The bomb squads that had been sweeping the plant earlier had found a half-dozen bombs, and they hadn’t dared touch them — they were radio-controlled, and sniper fire as they approached each bomb made it clear that the bombs were being watched. Any attempt to disarm them, or even approach them, would result in an explosion.

What was fascinating about these bombs, in a sickening kind of way, was that they had unerringly been placed in locations not to produce the most destruction at the plant, but to do the most possible harm to the city. For example, instead of placing a bomb at the base of the oil distillation tower, which would cause a relatively harmless oil fire, a bomb was placed so that it would blow open the tank of chlorine gas. Only someone with firsthand knowledge of the most dangerous points on the grounds could have picked these locations.

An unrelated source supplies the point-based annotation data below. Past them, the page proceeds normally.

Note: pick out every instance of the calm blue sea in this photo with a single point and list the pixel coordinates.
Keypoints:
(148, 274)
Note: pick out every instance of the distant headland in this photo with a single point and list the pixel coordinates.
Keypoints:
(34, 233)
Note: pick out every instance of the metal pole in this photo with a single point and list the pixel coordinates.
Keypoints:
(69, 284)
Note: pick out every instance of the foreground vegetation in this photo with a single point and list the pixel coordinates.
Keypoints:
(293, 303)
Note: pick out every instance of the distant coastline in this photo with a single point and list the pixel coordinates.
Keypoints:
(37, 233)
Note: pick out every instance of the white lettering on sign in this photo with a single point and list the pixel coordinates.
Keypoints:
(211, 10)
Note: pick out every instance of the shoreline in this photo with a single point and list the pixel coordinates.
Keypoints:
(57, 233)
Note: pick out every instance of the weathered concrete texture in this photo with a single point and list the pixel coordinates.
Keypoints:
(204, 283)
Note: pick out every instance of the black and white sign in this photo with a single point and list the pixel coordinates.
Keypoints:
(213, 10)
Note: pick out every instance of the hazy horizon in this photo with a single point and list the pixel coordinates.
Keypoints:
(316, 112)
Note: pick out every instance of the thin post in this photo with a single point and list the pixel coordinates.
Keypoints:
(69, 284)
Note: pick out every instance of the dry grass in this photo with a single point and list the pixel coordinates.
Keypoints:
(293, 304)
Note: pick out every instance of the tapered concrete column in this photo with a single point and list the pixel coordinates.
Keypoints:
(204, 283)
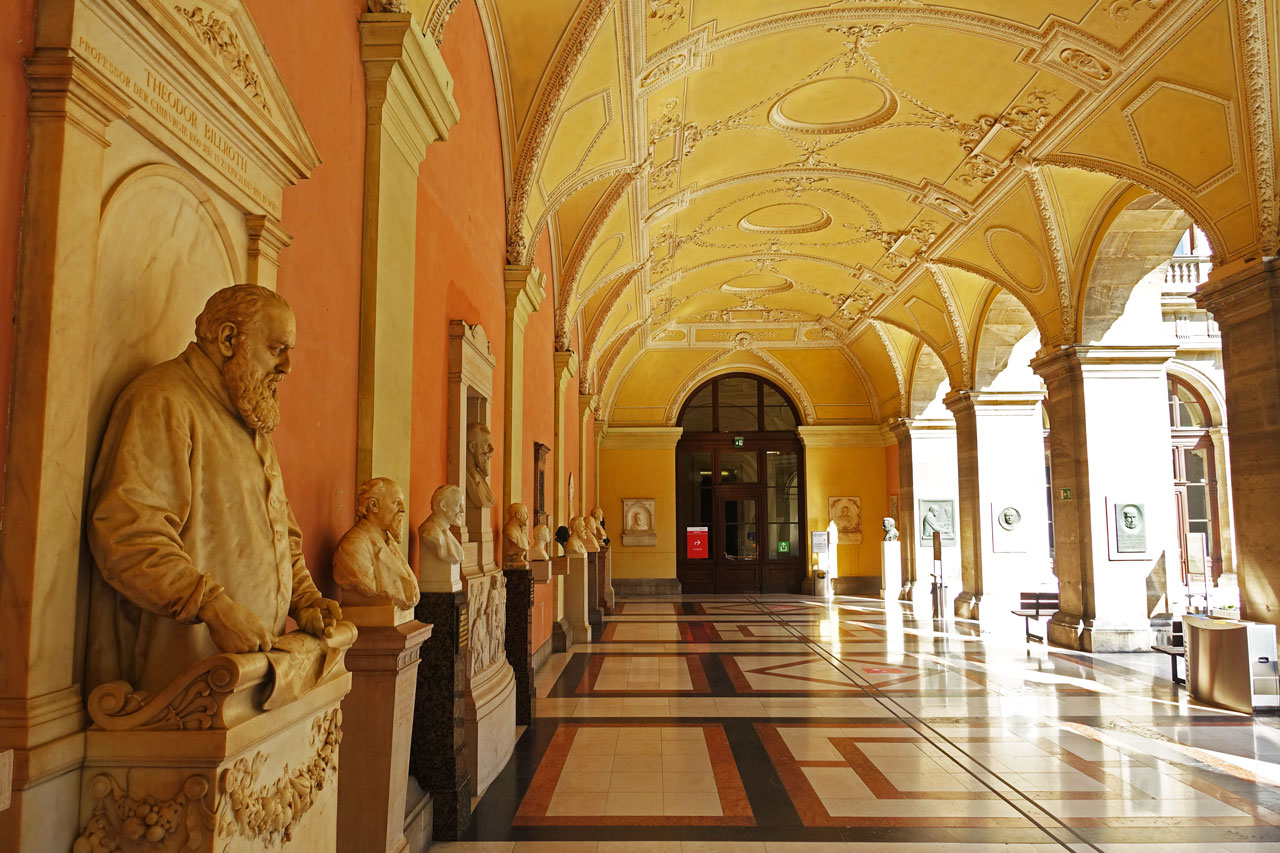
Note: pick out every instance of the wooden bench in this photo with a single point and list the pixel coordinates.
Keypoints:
(1036, 606)
(1175, 651)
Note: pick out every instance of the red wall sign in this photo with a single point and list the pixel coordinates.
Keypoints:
(695, 543)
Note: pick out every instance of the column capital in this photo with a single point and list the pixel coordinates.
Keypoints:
(1240, 292)
(1052, 364)
(526, 288)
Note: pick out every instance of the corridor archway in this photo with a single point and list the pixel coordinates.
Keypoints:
(740, 475)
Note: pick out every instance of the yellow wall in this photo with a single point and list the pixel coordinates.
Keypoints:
(849, 471)
(641, 473)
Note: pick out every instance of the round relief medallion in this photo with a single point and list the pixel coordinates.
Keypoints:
(757, 284)
(785, 218)
(839, 105)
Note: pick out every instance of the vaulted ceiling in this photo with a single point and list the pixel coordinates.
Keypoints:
(819, 190)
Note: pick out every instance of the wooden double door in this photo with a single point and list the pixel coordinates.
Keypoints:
(748, 491)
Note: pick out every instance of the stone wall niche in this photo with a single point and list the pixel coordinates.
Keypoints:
(490, 687)
(161, 141)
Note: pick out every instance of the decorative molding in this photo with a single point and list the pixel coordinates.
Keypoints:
(437, 17)
(845, 436)
(640, 437)
(224, 42)
(572, 49)
(1257, 63)
(122, 824)
(1061, 268)
(268, 812)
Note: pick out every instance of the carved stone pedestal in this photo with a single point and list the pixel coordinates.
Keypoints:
(576, 597)
(490, 690)
(604, 569)
(238, 755)
(379, 723)
(594, 610)
(438, 753)
(520, 639)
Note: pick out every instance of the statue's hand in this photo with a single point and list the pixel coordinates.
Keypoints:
(233, 626)
(320, 617)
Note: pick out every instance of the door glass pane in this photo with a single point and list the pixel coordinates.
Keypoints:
(777, 413)
(1196, 464)
(740, 538)
(739, 466)
(784, 541)
(698, 414)
(739, 407)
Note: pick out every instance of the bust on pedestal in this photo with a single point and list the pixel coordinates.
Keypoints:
(379, 591)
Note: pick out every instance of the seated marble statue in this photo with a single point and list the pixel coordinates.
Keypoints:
(595, 525)
(576, 544)
(369, 564)
(434, 536)
(515, 536)
(187, 518)
(540, 539)
(479, 452)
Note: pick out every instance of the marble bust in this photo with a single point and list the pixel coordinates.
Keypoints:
(576, 543)
(479, 452)
(368, 564)
(195, 542)
(595, 525)
(439, 551)
(540, 539)
(515, 537)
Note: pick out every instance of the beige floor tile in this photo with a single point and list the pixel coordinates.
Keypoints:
(639, 804)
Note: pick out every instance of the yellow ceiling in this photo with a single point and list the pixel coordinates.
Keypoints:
(816, 190)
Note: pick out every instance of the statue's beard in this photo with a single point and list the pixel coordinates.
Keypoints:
(254, 393)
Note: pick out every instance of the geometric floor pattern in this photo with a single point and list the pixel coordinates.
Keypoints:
(786, 724)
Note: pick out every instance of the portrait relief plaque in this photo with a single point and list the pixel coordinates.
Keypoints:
(1130, 528)
(937, 516)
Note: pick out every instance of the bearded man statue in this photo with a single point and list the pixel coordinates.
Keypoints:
(187, 518)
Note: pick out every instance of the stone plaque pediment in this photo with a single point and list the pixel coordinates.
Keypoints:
(202, 85)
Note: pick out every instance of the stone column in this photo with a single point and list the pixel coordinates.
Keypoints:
(41, 708)
(520, 639)
(565, 366)
(408, 104)
(1109, 448)
(378, 726)
(1000, 456)
(526, 288)
(1244, 299)
(438, 757)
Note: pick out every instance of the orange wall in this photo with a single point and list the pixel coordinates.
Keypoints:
(540, 418)
(319, 58)
(461, 254)
(18, 28)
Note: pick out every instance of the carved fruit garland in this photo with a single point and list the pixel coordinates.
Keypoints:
(270, 812)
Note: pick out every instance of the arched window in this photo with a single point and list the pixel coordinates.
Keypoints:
(1194, 482)
(737, 404)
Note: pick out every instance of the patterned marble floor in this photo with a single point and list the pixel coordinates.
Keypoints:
(777, 723)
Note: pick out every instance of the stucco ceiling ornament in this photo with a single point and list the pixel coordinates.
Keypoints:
(667, 12)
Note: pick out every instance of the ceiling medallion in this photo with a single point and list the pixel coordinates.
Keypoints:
(775, 219)
(881, 101)
(755, 284)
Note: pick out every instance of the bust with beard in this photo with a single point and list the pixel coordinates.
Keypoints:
(369, 565)
(479, 452)
(196, 546)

In return, the hostages would be released alive, with the exceptions of DuPaul, the American super-hero, and the highest-ranking cop. For insurance and protection, these three would not be released until the group reached its safe house in Mexico. It took a lot of negotiating, but Laurie was able to convince the authorities that all the bombs would be disarmed once the demands were met.

The governor insisted that the United States should never give in to the demands of blackmail and extortion, while the mayor was willing to do anything to keep his city from being devastated. The commander of the guard kept his own counsel; he was trying to figure out just how badly it would impact his career if he shot down a helicopter that was carrying an important member of the DuPaul family.